Il ponte di Messina

3 Marzo 2009 di Flavio Suardi

di Flavio Suardi

Quattro anni fa in questi giorni, veniva comunicata, volutamente in ritardo, la notizia della scomparsa del Prof. Nico Messina. Un personaggio non sempre tenuto nella dovuta considerazione dal mondo della pallacanestro, che lo ha sempre un po’ snobbato mortificandone in qualche caso le indubbie capacità. Dicevano che le sue squadre si allenavano da sole, che la sua figura non era poi così decisiva ai fini delle vittorie. Intanto conquistò due scudetti (a dieci anni di distanza uno dall’altro) ed una Coppa dei Campioni con Varese, dove scoprì in primis un certo Dino Meneghin.

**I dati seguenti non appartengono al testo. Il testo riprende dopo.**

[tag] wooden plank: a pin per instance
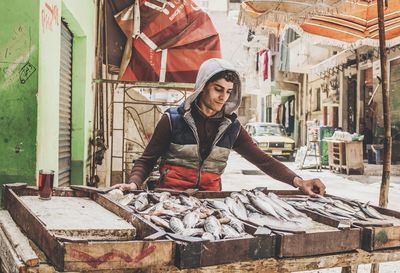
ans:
(18, 240)
(65, 192)
(117, 255)
(8, 257)
(143, 227)
(78, 217)
(88, 189)
(386, 237)
(288, 265)
(34, 228)
(307, 244)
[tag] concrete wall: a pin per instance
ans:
(29, 86)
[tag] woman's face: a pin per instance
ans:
(214, 96)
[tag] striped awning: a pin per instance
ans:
(357, 25)
(274, 13)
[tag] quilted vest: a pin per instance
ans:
(182, 167)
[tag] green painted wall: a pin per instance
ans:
(29, 86)
(18, 89)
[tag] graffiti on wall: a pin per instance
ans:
(14, 57)
(49, 17)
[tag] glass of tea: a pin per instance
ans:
(46, 178)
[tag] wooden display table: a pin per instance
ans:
(346, 157)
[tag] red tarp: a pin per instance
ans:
(175, 38)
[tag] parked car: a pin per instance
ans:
(271, 138)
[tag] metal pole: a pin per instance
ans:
(384, 191)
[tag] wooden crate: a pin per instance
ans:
(200, 253)
(328, 239)
(72, 253)
(382, 234)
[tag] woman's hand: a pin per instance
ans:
(311, 187)
(125, 187)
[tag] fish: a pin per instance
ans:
(207, 236)
(229, 232)
(241, 196)
(284, 204)
(213, 226)
(224, 220)
(170, 205)
(141, 202)
(278, 209)
(237, 225)
(190, 219)
(115, 194)
(250, 208)
(176, 225)
(193, 232)
(127, 199)
(164, 196)
(159, 221)
(186, 201)
(264, 207)
(236, 207)
(216, 204)
(370, 211)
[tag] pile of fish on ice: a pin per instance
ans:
(214, 219)
(337, 208)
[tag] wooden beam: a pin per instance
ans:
(288, 265)
(18, 240)
(166, 85)
(9, 260)
(34, 228)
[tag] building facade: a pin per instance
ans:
(46, 73)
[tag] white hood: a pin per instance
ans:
(208, 69)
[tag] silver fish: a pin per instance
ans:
(193, 232)
(250, 208)
(127, 199)
(241, 196)
(159, 221)
(284, 205)
(141, 202)
(229, 232)
(236, 207)
(176, 225)
(169, 205)
(190, 219)
(213, 226)
(207, 236)
(218, 205)
(264, 207)
(186, 201)
(370, 211)
(277, 208)
(236, 224)
(164, 196)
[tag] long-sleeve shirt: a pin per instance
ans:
(207, 128)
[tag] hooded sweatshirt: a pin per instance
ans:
(206, 130)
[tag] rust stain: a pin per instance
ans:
(146, 252)
(96, 261)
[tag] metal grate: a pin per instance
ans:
(64, 153)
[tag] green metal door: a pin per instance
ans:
(64, 153)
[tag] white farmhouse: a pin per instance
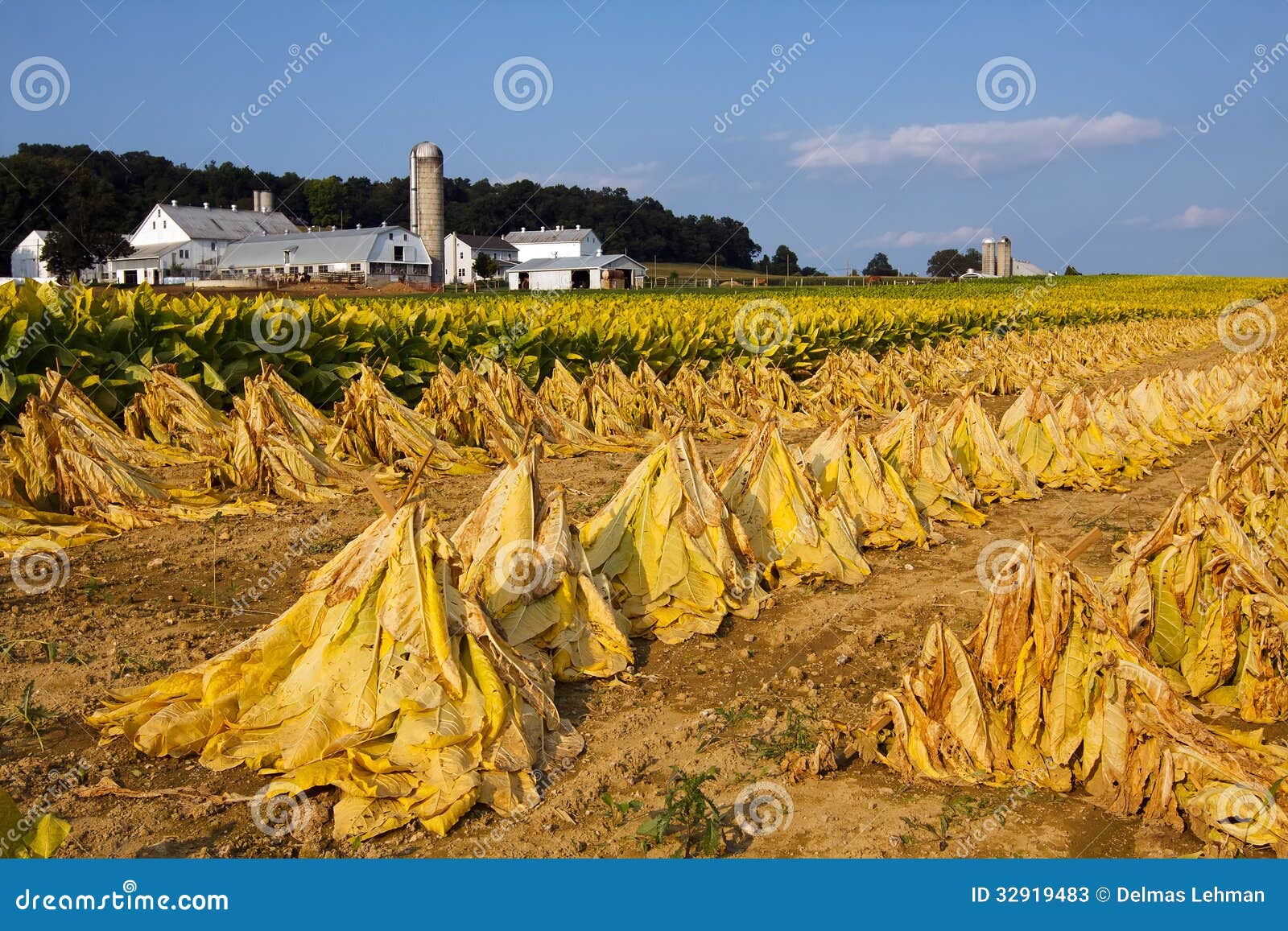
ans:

Definirlo solo allenatore di basket potrebbe sembrare addirittura riduttivo: Messina era un uomo di sport a tutto tondo, visto come “maneggiava” le altre discipline, dal calcio per finire a canottaggio e boxe. Nato a Potenza nel 1922, visse un’esistenza a tratti tormentata. A soli 13 anni decise che voleva partecipare alla guerra d’Africa. Scappò di casa diverse volte, fino a quando riuscì a raggiungere Eboli mentre Mussolini teneva un discorso alle truppe. Chiese direttamente a lui di essere arruolato, ma data l’età venne rispedito a casa. A quel ragazzino venne dedicata una copertina della Domenica del Corriere. Non solo Meneghin, ma anche Ossola, Bovone e diversi altri, furono scoperti dal Prof, che pose le basi per i successi della Ignis di Nikolic prima (con lui direttore tecnico) e Gamba poi. Proprio nell’anno del suo rientro da capo allenatore in Lombardia, Messina fu in grado di rivincere quel titolo conquistato dieci anni prima. Nel 1968 c’erano il diciottenne Meneghin e poi Ossola, Flaborea, Raga, Rusconi e Malagoli. Dieci anni più tardi Meneghin era più vicino ai 30, Ossola li aveva superati e con loro assieme al Prof. troviamo Morse, Yelverton, Iellini, Bisson e Zanatta. Esattamente la stessa squadra che l’anno prima aveva vinto il titolo con Gamba. Tenere vivo il ricordo di personaggi come Nico Messina significa anche prendere una boccata d’ossigeno rispetto alla pallacanestro di oggi dove, specialmente nei settori giovanili, si bada molto di più alla fisicità e alla quantità atletica, piuttosto che concentrarsi sull’insegnamento della tecnica individuale. Altri tempi, è vero, ma il bianco e nero ha il suo fascino anche nell’era di internet. Non per nostalgia, ma per salvare il meglio di un grande passato.